Décision déférée à la cour : Jugement rendu le 06 Avril 2022 par le Tribunal de Commerce de NANTERRE
N° chambre : 00
N° Section : 00
N° RG : 2021L1329
Expéditions exécutoires
Expéditions
Copies
délivrées le :
à :
Me Franck LAFON
MP
TC NANTERRE
RÉPUBLIQUE FRANÇAISE
AU NOM DU PEUPLE FRANÇAIS
LE HUIT NOVEMBRE DEUX MILLE VINGT DEUX,
La cour d'appel de Versailles a rendu l'arrêt suivant dans l'affaire entre :
SELARL [V]-PECOU mission conduite par Me [U] [V], ès qualités de liquidateur judiciaire de la société BRIPAJ
[Adresse 1]
[Localité 6]
Représentant : Me Franck LAFON, Postulant, avocat au barreau de VERSAILLES, vestiaire : 618 - N° du dossier 20220137
Représentant : Me Francis PIERREPONT de la SCP SCP PIERREPONT & ROY-MAHIEU, Plaidant, avocat au barreau de PARIS, vestiaire : P0527
APPELANTE
Monsieur [G] [J]
[Adresse 2]
[Localité 4]
Défaillant
LE PROCUREUR GENERAL
POLE ECOFI-COUR D'APPEL DE VERSAILLES
[Adresse 3]
[Localité 5]
INTIMES
Composition de la cour :
L'affaire a été débattue à l'audience publique du 26 Septembre 2022, Madame Marie-Andrée BAUMANN, conseiller, ayant été entendu en son rapport, devant la cour composée de :
Madame Sophie VALAY-BRIERE, Présidente,
Madame Marie-Andrée BAUMANN, Conseiller,
Madame Delphine BONNET, Conseiller,
qui en ont délibéré,
Greffier, lors des débats : Madame Sabine NOLIN
En la présence du Ministère Public, représenté par Monsieur Fabien BONAN, Avocat Général dont l'avis du 02/08/2022 a été transmis le 30/08/2022 au greffe par la voie électronique.

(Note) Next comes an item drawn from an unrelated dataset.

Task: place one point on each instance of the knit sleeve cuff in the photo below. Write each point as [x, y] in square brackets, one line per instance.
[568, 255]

La SARLU Bripaj, dont M. [G] [J] était le gérant, a exploité en location gérance , entre le 15 avril 2019 et le 14 avril 2020, un fonds de commerce de supermarché sous l'enseigne Franprix.

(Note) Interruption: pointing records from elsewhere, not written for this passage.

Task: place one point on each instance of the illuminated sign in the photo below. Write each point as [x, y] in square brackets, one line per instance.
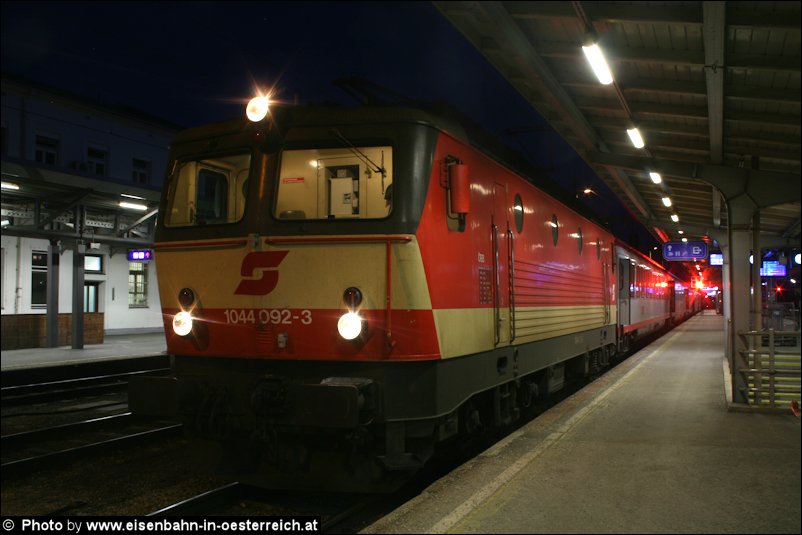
[692, 250]
[140, 255]
[772, 268]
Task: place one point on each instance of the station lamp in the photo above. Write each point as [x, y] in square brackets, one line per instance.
[635, 137]
[595, 57]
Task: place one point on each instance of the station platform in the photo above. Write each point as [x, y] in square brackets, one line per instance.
[114, 347]
[650, 447]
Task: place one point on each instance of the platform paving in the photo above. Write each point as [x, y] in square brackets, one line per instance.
[650, 447]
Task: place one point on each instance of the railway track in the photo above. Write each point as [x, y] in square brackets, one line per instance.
[336, 511]
[50, 391]
[29, 451]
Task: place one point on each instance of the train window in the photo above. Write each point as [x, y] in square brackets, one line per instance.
[339, 183]
[518, 212]
[208, 191]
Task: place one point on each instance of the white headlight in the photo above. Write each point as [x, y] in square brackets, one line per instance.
[182, 323]
[350, 325]
[257, 109]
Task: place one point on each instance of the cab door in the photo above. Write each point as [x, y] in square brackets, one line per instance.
[623, 291]
[499, 229]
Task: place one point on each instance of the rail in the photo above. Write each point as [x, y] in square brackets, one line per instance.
[771, 375]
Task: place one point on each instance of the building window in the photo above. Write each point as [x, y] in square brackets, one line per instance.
[97, 161]
[47, 150]
[93, 263]
[91, 297]
[141, 171]
[39, 279]
[137, 284]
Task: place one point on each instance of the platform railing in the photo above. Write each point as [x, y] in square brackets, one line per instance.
[771, 370]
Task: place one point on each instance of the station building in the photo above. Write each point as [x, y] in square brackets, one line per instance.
[81, 182]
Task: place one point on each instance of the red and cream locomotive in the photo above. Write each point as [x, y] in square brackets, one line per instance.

Sur déclaration de cessation des paiements déposée par M. [J], le tribunal de commerce de Nanterre, par jugement du 27 mai 2020, a ouvert une procédure de liquidation judiciaire à l'égard de la société Bripaj, désigné la Selarl de Bois-[V] devenue [V]-Pécou, mission conduite par maître [U] [V], aux fonctions de liquidateur judiciaire, et fixé provisoirement la date de cessation des paiements au 30 juin 2019.

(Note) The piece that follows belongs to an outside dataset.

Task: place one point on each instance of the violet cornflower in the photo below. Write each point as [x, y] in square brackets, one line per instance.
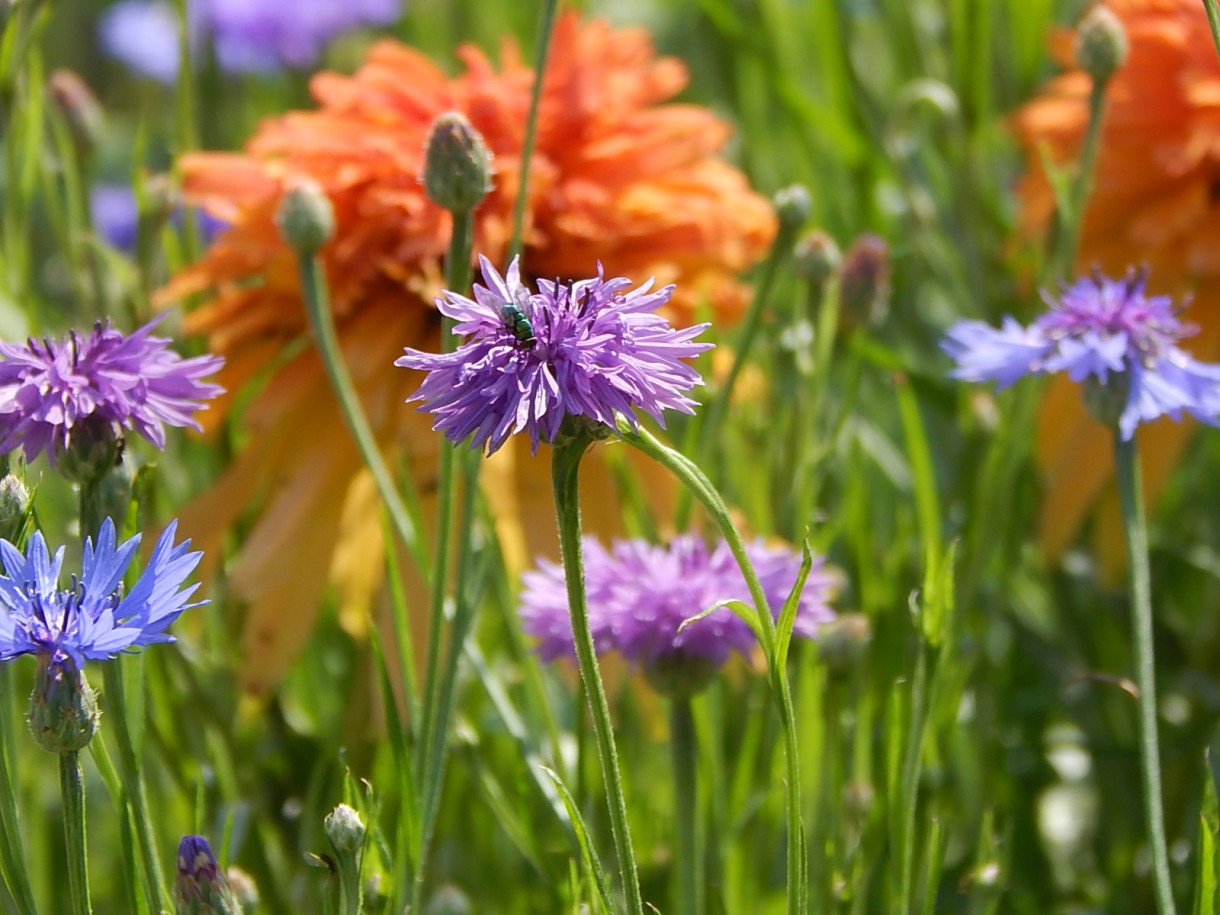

Par acte d'huissier du 10 avril 2021, la Selarl [V]-Pécou, ès qualités, considérant que des fautes de gestion avaient été commises par M. [J] a attrait ce dernier en responsabilité pour insuffisance d'actif et sanction personnelle devant le tribunal de commerce de Nanterre, lequel, par jugement réputé contradictoire assorti de l'exécution provisoire du 6 avril 2022, a :
- condamné M. [J] à payer la somme de 20 000 euros entre les mains de la Selarl [V]-Pécou, ès qualités ;
- prononcé une interdiction de gérer, administrer ou contrôler directement ou indirectement toute entreprise commerciale ou artisanale, toute exploitation agricole ou toute personne morale à l'encontre de M. [J] pour une durée de trois ans;
- condamné M. [J] à payer à la Selarl [V]-Pécou, ès qualités, la somme de 1500 euros au titre des dispositions de l'article 700 du code de procédure civile ;
- mis les frais de greffe à la charge de M. [J].
Le tribunal qui a considéré que l'insuffisance d'actif s'élevait à la somme de 583 257,13 euros, a retenu les fautes de gestion suivantes à l'encontre de M. [J] : le défaut de dépôt de la déclaration de cessation des paiements dans le délai légal et le détournement d'actif de la société à son profit. Il a écarté le grief tiré de l'absence de tenue d'une comptabilité régulière.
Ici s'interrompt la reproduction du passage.